JW Anderson confirms reset as it unveils Resort Spring 2026

Reports last week that Jonathan Anderson was taking a new approach with his JW Anderson brand have now been confirmed with the company announcing more details of its reset.

Having unveiled images from its Resort Spring 2026 offer, the company said that “curating is Jonathan Anderson’s most favoured creative tool”. And that underlines the new JWA strategy as Anderson settles into his still-new role as creative chief of both Dior’s women’s and men’s collections but aims to continue his signature label and allow it to develop. 

The company said that JW Anderson has been “radically reprogrammed: from the logo which has been slimmed down and the serif made more evident, to the way it is presented in a new store concept. The principle Jonathan Anderson follows is simple to the point of being blunt: things I like and I would like to have around me. And everything has a story”. 

We’re told that curating is an “utterly personal urge” that Anderson “now channels into a re-articulated JW Anderson. This refined world is centred on objects of elevated craftsmanship: curated fashion collections alongside homewares, artisanal goods and the very idea of collecting. A modern-day cabinet of curiosities”. 

The offer comprises an “ever-evolving, seasonally-updated” selection of “twisted classics” with a ‘made in’ narrative connected to local craft, something that’s “fundamental to the JW Anderson ethos”. Denim made in Japan, historic silk damask fabric woven in England, Scottish knits and Irish linen are a few examples. 

For the first season, “the collection is at once a ‘best of’ and a prelude to new evolutions. It is presented within a lookbook that features Jonathan Anderson’s close-knit circle of friends, long term collaborators and acquaintances”.

See also  Dior names Jonathan Anderson creative director of women’s, men’s, and haute couture collections

The store concept has been developed by architects Sanchez Benton “to bring to life the new JW Anderson in an ambience that is enveloping and familiar; a grammar of warm materials and colours that embodies a feeling of the handmade and beautifully-crafted”. 

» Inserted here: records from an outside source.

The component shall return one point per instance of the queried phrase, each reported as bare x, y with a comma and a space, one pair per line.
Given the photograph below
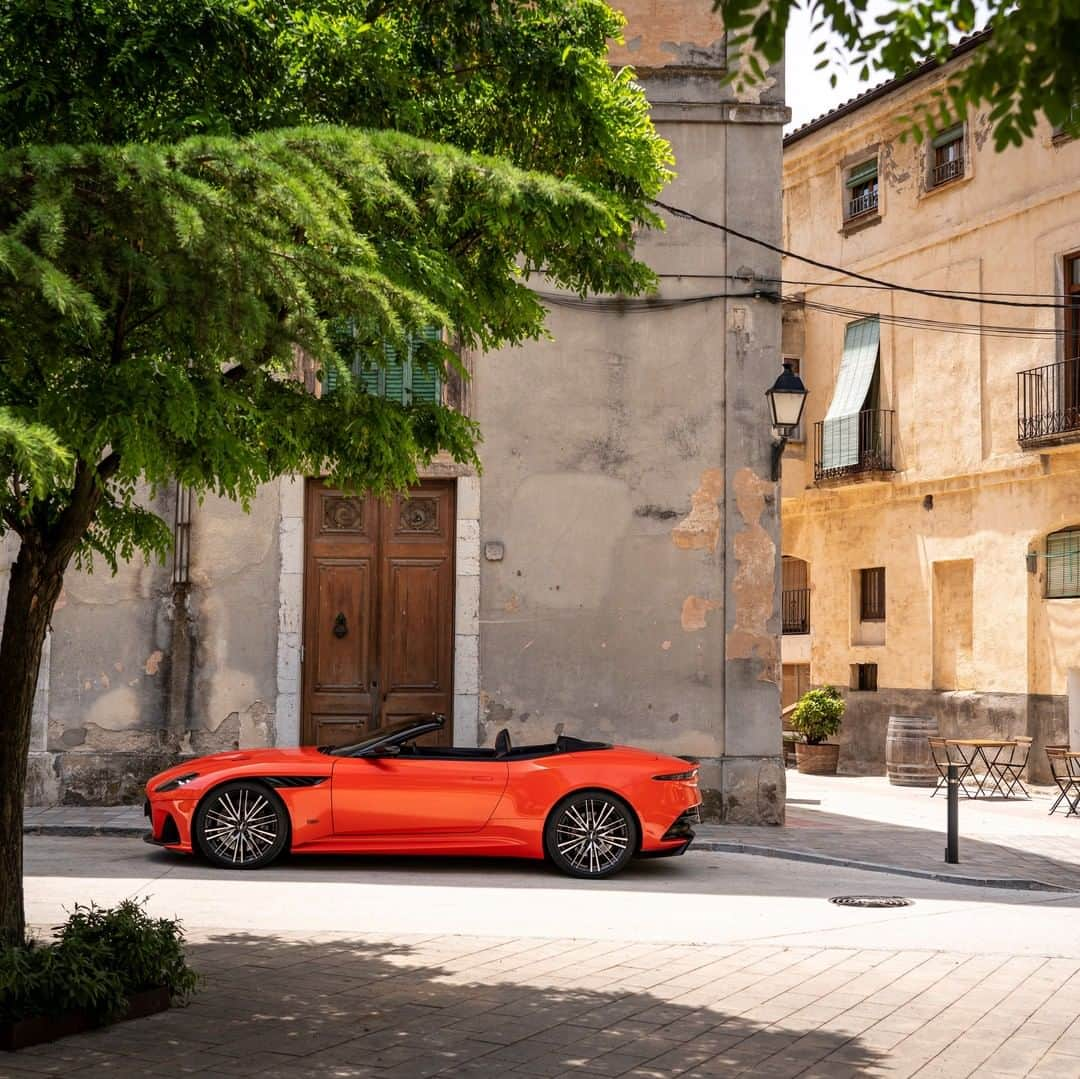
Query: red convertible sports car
588, 807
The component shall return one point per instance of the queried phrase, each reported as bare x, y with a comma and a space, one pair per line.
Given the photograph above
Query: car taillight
689, 777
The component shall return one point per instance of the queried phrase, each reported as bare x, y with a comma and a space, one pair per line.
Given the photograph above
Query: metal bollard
953, 800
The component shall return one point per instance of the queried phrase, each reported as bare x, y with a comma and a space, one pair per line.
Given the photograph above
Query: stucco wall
136, 679
964, 493
632, 590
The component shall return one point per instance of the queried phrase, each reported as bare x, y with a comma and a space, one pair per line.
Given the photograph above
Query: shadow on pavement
338, 1008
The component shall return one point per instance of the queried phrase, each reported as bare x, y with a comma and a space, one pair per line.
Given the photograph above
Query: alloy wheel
593, 836
241, 826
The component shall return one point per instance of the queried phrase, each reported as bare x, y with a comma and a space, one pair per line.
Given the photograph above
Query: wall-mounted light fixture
787, 398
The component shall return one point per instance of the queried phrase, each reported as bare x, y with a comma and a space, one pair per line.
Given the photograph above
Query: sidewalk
866, 823
858, 821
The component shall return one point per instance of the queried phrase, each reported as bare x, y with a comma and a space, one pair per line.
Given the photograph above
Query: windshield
387, 733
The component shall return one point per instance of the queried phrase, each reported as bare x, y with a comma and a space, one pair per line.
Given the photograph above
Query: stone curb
83, 830
1018, 884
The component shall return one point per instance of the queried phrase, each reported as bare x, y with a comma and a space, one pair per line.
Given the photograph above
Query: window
1072, 306
872, 594
862, 188
947, 160
864, 677
400, 378
1063, 565
1068, 130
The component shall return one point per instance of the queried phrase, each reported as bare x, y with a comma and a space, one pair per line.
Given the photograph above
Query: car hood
231, 759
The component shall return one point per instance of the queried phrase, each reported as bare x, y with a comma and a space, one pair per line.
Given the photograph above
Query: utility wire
637, 304
686, 214
851, 284
982, 329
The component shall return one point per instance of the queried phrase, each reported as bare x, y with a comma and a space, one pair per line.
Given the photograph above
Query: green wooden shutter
393, 374
424, 385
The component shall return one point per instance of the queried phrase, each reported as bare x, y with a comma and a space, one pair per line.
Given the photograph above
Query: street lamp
787, 398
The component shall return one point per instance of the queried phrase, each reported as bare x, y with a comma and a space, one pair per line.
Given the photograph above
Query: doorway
378, 610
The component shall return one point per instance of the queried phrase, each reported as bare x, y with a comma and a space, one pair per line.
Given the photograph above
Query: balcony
948, 170
795, 610
865, 202
1048, 403
854, 445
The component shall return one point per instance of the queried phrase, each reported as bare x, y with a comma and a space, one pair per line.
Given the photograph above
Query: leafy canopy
1029, 65
191, 191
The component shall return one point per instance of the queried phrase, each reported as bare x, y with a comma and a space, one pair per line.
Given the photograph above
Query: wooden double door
378, 610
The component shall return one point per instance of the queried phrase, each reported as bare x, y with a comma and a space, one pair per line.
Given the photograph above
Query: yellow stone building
931, 508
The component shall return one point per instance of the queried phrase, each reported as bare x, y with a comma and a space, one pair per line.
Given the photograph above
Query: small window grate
872, 594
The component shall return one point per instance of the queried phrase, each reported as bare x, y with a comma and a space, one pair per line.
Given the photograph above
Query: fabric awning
840, 430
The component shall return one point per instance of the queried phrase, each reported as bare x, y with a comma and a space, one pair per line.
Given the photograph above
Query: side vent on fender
292, 780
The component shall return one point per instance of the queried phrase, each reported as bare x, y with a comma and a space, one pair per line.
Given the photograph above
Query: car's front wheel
591, 834
241, 825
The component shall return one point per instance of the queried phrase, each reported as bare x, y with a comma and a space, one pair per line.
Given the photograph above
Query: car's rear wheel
241, 825
591, 834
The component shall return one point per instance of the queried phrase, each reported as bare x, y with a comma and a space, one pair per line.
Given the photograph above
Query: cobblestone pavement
863, 821
466, 1006
855, 821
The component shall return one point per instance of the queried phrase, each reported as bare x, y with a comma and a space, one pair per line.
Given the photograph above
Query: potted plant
815, 717
103, 966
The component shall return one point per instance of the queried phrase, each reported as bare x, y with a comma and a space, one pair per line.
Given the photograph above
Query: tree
1028, 66
192, 191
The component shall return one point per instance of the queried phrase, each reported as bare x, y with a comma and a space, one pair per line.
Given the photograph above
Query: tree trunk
34, 589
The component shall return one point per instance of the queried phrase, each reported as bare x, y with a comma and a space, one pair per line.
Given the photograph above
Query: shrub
818, 714
99, 958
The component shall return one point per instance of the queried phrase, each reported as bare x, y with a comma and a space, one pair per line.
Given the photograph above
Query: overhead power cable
914, 322
848, 284
637, 304
934, 294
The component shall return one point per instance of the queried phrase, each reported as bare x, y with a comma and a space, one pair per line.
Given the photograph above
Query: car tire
241, 825
591, 834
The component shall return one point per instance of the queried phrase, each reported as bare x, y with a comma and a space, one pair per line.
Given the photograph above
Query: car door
403, 795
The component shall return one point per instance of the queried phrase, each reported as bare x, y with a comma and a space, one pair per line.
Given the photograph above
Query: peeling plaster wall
120, 704
964, 493
625, 474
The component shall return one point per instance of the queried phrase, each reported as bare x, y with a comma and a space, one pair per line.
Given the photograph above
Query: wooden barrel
907, 756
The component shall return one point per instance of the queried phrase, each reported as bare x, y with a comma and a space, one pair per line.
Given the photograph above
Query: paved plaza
717, 963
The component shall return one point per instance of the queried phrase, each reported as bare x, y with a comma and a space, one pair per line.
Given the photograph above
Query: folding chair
939, 753
1009, 769
1065, 768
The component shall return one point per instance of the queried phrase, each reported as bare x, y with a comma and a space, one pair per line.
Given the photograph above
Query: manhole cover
871, 901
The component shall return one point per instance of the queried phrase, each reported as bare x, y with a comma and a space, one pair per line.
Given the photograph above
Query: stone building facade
930, 509
613, 572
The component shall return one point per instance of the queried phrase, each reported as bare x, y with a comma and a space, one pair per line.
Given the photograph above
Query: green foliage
99, 958
181, 211
158, 295
1029, 66
818, 714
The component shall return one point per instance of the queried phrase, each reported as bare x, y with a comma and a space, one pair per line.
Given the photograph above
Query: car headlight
173, 784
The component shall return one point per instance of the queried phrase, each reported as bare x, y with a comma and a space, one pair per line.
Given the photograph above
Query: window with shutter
399, 378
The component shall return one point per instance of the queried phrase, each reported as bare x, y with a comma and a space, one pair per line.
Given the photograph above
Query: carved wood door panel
378, 610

As for individual objects — think re-editions of Charles Rennie Mackintosh’s lamps and stools in Scottish oak; Jason Mosseri’s Hope Spring Chairs; ceramics by Akiko Hirai; hand-picked books and antique gardening tools; Lucie Rie mugs; handmade Murano glassware; Welsh blankets; hand-forged nails; Houghton Hall Estate honey; coffee-flavoured tea from Postcard Teas; “and much more”.